D: Allora, partiamo dall’ultima notizia, cioè dagli sold out, da questo affetto del pubblico per questo spettacolo, Mare di Ruggine, la favola dell’ex Ilva. Voglio sapere la verità, te lo aspettavi?
R: No, non me l’aspettavo. Non me l’aspettavo, però sapevo che, insomma, che sarebbe in qualche modo andato bene, andato bene di pubblico, perché l’attenzione verso l’argomento, secondo me, è tanta, e non solo da parte dei bagnolesi, ma secondo me da parte proprio dei napoletani e non solo. Secondo me è un argomento che riguarda tutta l’Italia, e non solo tutta l’Italia.
Come dico, nello spettacolo anche chiunque ha avuto un parente, anche secondo me un parente o un conoscente che ha lavorato in una fabbrica, qualsiasi fabbrica, non per forza un’acciaieria, non per forza una fabbrica siderurgica, chiunque abbia avuto qualcuno, un conoscente, si rivede e si risente qualcosa in questo spettacolo. Questo non toglie, però ovviamente, anzi aggiunge un ulteriore merito, perché il pubblico napoletano generalmente è molto esigente, ma soprattutto è molto critico, e guarda anche con un certo scetticismo, soprattutto un certo tipo di teatro. Sì, sì, però infatti proprio per questo siamo ancora più contenti.
C’era un po’ il timore che potesse diventare, non dico retorica; c’erano dei rischi di critica, ma viene affrontata in maniera del tutto onesta. Ognuno di noi, a partire da me, dato che è una favola familiare, che è una favola che non è, ma è la storia della mia famiglia, tutti l’hanno affrontato mettendoci dentro un pezzo di cuore, e questo, secondo me, viene ripagato e viene fuori. Quindi anche se c’è da qualche parte un barlume di retorica in questo spettacolo, viene distrutto dall’amore, dalla passione, dalla voglia, dalla tenacia che ci abbiamo messo per metterlo in scena.
Ed è stata una grandissima conquista farlo così come l’avevo immaginato, cioè con sette attori, con una scenografia importante. Quindi siamo veramente molto contenti e contenti che questo rischio sia stato ben passato. Ecco, in qualche modo hai anticipato un po’ la mia domanda.
D: Da cosa nasce questo testo? Come ti si è avvicinato, ovviamente abbiamo capito per una questione tua personale e familiare, una tua storia personale, a questa tematica? Quindi addirittura, in maniera sicuramente sarcastica in qualche modo, hai affrontato una storia come quella dell’acciaieria che allo stesso tempo è simbolo del progresso ma anche della decadenza. Come ti si è approcciato a questo testo e come nasce?

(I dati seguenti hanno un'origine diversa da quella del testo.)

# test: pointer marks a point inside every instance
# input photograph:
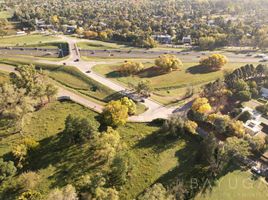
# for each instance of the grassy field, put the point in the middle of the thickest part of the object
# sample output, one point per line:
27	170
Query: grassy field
95	44
237	185
26	40
167	87
150	157
5	14
3	77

R: Mi sono approcciato perché, come ho già detto, insomma è come si è ben capito, ampiamente capito, nasco a Bagnoli, cresco a Bagnoli, dalla mia stanzetta ogni giorno vedevo quella che era l’ex acciaglieria, quella color ruggine e quindi mi sono sempre domandato che cosa fosse quel mostro, come poi viene definito nello spettacolo. Crescendo ho capito, attraverso il racconto dei miei genitori, dei miei parenti, insomma quelli rimasti, che tutta la mia famiglia ci aveva fatto parte e quindi ho sentito fortissima l’esigenza di scriverne qualcosa.
Ma al di là di questo aspetto familiare è perché sono 30 anni da quando ero piccolo, adesso ne ho 39, da quando ho avuto coscienza, quel mostro è sempre stato lì e quindi ho avuto proprio l’esigenza di raccontare qualcosa, di cacciarlo questo mostro, di cacciarlo fuori e quindi nasce da questo, da questa esigenza qui. Poi ovviamente mi sono messo a fare ricerche, oltre ai miei parenti, ho intervistato tutti gli ex operai, sono andato spesso al circolo ILVA, ho incontrato questi ex operai che mi hanno raccontato la loro storia e quindi nasce da questo, da questa volontà di poter dire, soprattutto di poter sperare, di avere quella piccola speranza che questa storia che io provo a raccontare non venga più raccontata, che mio figlio che adesso ha 5 anni, quando avrà la mia età, potrà raccontare una storia diversa, potrà dire magari a suo figlio, a mio padre, il nonno, tuo nonno, tempo fa fece questo spettacolo, vedi qua c’era questo, adesso non c’è più, spero questo insomma.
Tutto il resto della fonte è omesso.